Para a educação, Milei defende a descentralização dos recursos públicos e o investimento nas habilidades dos estudantes. Ele quer repassar o orçamento da educação diretamente para os pais por meio de um sistema de vouchers, para que eles possam investir na educação básica de seus filhos da melhor forma possível.
Aliado a isso, Milei também prega a competição entre as instituições educacionais como uma forma de melhorar a qualidade do ensino ofertado e o aumento das horas de disciplinas como matemática, gramática e ciências e tecnologia, como uma via de potencializar o desenvolvimento e a qualificação do mercado de trabalho a longo prazo.

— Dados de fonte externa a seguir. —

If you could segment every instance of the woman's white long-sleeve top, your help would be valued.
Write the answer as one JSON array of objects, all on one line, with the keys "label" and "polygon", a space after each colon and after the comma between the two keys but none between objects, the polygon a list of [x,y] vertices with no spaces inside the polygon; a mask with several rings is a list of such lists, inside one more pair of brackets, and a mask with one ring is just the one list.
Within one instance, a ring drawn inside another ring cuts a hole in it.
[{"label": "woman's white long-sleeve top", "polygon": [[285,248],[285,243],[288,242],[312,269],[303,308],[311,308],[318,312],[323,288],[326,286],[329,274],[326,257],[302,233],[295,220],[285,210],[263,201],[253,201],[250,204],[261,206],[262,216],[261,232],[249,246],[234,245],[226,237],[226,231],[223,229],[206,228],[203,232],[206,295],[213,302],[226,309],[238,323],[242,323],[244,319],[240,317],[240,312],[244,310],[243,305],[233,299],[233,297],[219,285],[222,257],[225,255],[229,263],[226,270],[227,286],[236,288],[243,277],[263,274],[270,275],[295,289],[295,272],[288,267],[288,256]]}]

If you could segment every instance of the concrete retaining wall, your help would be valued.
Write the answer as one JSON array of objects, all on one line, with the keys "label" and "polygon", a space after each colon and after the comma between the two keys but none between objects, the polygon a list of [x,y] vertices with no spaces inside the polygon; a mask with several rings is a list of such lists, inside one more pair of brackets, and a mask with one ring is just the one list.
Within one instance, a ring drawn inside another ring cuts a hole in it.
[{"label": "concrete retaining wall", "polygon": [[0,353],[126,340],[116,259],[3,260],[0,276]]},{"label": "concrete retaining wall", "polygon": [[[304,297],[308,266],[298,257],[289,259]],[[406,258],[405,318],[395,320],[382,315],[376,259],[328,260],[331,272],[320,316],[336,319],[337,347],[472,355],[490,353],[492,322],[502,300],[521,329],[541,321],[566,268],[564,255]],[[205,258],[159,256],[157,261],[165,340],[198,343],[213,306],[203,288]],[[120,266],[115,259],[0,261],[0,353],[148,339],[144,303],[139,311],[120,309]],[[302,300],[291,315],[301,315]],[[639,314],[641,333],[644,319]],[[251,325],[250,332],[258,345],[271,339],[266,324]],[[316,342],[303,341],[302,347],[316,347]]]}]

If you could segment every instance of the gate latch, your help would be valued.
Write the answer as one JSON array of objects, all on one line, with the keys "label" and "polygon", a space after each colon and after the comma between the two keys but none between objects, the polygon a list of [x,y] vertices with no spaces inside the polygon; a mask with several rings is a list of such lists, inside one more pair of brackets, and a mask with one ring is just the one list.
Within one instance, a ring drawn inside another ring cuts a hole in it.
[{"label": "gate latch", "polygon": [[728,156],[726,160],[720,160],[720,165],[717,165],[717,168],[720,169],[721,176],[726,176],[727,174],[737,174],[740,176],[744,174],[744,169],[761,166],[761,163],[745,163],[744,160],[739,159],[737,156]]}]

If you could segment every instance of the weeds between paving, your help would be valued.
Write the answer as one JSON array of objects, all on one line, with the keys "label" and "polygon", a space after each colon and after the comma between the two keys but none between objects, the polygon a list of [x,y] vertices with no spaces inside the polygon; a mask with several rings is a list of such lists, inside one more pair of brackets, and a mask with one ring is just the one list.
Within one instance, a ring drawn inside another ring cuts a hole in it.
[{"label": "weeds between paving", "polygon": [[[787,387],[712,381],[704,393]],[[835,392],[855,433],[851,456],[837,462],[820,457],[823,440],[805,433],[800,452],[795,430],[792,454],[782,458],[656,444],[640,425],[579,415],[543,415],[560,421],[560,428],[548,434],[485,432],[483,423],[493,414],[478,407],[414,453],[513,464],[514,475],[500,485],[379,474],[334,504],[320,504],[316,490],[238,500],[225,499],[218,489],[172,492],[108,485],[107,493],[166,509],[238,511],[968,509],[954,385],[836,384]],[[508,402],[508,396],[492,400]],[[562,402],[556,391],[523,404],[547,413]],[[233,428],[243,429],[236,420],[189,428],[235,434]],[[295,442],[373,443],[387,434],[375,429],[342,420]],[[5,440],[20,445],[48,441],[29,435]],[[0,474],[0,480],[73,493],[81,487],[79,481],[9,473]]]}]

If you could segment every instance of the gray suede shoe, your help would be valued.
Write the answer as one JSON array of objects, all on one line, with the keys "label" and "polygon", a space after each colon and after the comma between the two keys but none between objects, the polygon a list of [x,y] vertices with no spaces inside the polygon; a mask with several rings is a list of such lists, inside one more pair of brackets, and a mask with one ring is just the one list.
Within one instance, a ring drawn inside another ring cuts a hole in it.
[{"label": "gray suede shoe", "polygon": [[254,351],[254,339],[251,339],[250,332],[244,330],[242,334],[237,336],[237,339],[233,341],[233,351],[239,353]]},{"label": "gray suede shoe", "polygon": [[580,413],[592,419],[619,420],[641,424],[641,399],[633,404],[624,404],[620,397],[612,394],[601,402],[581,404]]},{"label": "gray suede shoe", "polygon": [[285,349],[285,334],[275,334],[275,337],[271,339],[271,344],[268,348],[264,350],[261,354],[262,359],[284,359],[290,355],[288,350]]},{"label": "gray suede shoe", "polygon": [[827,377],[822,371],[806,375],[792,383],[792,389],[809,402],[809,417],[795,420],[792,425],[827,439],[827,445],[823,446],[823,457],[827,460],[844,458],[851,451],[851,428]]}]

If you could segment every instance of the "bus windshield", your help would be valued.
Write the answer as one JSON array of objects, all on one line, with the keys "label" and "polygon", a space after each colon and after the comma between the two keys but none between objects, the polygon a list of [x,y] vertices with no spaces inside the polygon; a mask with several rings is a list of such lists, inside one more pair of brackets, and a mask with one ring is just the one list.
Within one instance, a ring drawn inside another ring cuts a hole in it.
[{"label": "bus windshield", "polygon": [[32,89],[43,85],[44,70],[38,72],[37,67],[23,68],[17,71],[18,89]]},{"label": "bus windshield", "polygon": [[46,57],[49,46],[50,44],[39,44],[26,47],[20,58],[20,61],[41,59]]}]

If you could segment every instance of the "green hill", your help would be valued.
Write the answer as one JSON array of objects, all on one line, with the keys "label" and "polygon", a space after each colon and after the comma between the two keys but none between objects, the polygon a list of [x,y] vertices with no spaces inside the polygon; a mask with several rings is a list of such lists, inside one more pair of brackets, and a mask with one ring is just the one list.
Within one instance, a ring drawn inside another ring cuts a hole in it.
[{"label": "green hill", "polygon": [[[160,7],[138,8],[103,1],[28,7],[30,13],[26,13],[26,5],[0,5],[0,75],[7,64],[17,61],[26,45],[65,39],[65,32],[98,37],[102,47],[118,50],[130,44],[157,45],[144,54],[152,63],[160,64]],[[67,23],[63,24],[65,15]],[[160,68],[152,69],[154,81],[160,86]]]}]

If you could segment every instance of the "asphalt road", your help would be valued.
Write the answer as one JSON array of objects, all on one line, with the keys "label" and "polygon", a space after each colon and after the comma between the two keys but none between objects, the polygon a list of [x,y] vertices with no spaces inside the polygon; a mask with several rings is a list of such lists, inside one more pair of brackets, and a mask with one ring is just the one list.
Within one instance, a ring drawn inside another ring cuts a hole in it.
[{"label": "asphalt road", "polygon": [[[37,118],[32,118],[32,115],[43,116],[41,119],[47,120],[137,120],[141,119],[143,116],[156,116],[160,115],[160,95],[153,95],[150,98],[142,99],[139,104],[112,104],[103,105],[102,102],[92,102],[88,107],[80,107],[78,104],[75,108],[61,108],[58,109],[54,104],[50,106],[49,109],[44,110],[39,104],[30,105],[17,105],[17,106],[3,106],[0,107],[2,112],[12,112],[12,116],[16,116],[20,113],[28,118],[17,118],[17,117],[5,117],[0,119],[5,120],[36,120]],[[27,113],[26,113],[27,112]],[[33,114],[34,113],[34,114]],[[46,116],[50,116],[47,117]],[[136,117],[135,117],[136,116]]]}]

Apesar dessas propostas, o objetivo principal de Milei é que no futuro os sistemas de saúde e educação sejam privados na Argentina.
“Devemos mirar a longo prazo para os sistemas privados de saúde e educação e devemos aspirar a eliminação da assistência social direta”, disse ele na apresentação de seu plano de governo, ressaltando que não haverá reduções imediatas de políticas públicas na área “até que o modelo econômico de liberdade seja adotado, permitindo a criação de riqueza, emprego e bem-estar”.
Relações internacionais
Por último, nas relações internacionais, o candidato do Liberdade Avança quer estreitar os laços da Argentina com os Estados Unidos e Israel. Milei inclusive expressou na entrevista ao La Nacion na segunda-feira que deseja transferir a embaixada argentina de Tel Aviv para Jerusalém, destacando Israel como um aliado importante.
“Considero Israel um aliado tão importante que já afirmei que planejo transferir a embaixada de Tel Aviv para Jerusalém”, afirmou.
Para alguns analistas, o candidato do Liberdade Avança desponta neste momento como o favorito a chegar à Casa Rosada porque se apresenta como uma alternativa viável para uma Argentina que se encontra cansada do longo domínio do peronismo e anseia por uma mudança substancial em relação às políticas tradicionais.
“Os resultados [das primárias] evidenciam a frustração dos argentinos com a sensação de fracasso dos governos recentes, tanto do peronismo quanto de alternativas não peronistas. As duas principais coalizões tradicionais estão lutando para capturar esse sentimento, mas Milei provou que se conectou com ele”, disse o diretor administrativo do Grupo Cefeidas, Juan Cruz Díaz, ao site Americas Quartely.